How banks are turning uncertainty into an opportunity for digital transformation


A study has found 88% of banks and lenders are capitalising on the prevailing uncertainty to rebuild customer trust via digital transformation.

The research, carried out in spring 2023 by Smart Communications and Salesforce, entailed surveying 430 senior executives within the global banking and lending sector, to discover insights on the strategic plans regarding digital technology investment and customer engagement.

Interestingly, there was a split in responses. Roughly 37% of participants wanted to restrict technology expenditure due to the unpredictable future, whilst 63% are keen to continue investing in new digital technologies, foreseeing potential opportunities.

Karen Oakland, VP of Financial Services Marketing at Smart Communications stated, “Despite rising interest rates and market volatility, the majority of banks and lenders are recognising the importance of investing in digital solutions that deliver hyper-personalised customer experiences and build trust”. Oakland further stressed that banks and lenders are also focusing on automation investments to quicken turnaround times, minimise errors, and lessen the pressure on customer-facing personnel.

According to the survey, banks and lenders are turning to digital tools and automation to win back customer trust and counter skill shortages.

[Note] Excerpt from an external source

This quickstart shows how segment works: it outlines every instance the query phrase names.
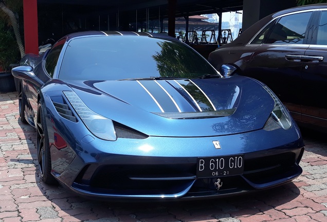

The majority of respondents, approximately 90%, believe that the capability to quickly scale automated processes when customer queries increase – without incurring added fixed costs – will be crucial for their success in the upcoming three years.

Head of Banking at Salesforce, Anna Bratton emphasised, “The future of customer service in the banking and lending sector lies in hyper-personalisation which can only be achieved at scale through digital transformation”. The research also discovered that consumers now expect banks and lenders to provide AI-guided dialogues for better decision-making. Moreover, 77% of respondents are considering investing in automating digital forms that adapt to customer’s responses, enhancing the conversational experience.

The report also revealed a slow, yet ongoing transition towards cloud technology among banks and lenders, with 65% recognising a potential investment gap for developing systems architecture based on cloud, microservices and APIs. Progress is sluggish, with only 4% of surveyed institutions reporting that they host over 50% of their applications in the cloud, though 27% intend to make the switch within the next two years.

The report concluded with a severe caution, 92% of respondents agreed that a pause in digital and customer experience investments during a crisis could result in failure during the subsequent recovery. This underscores the urgency for banks and lenders to invest in digital transformation and customer experience initiatives.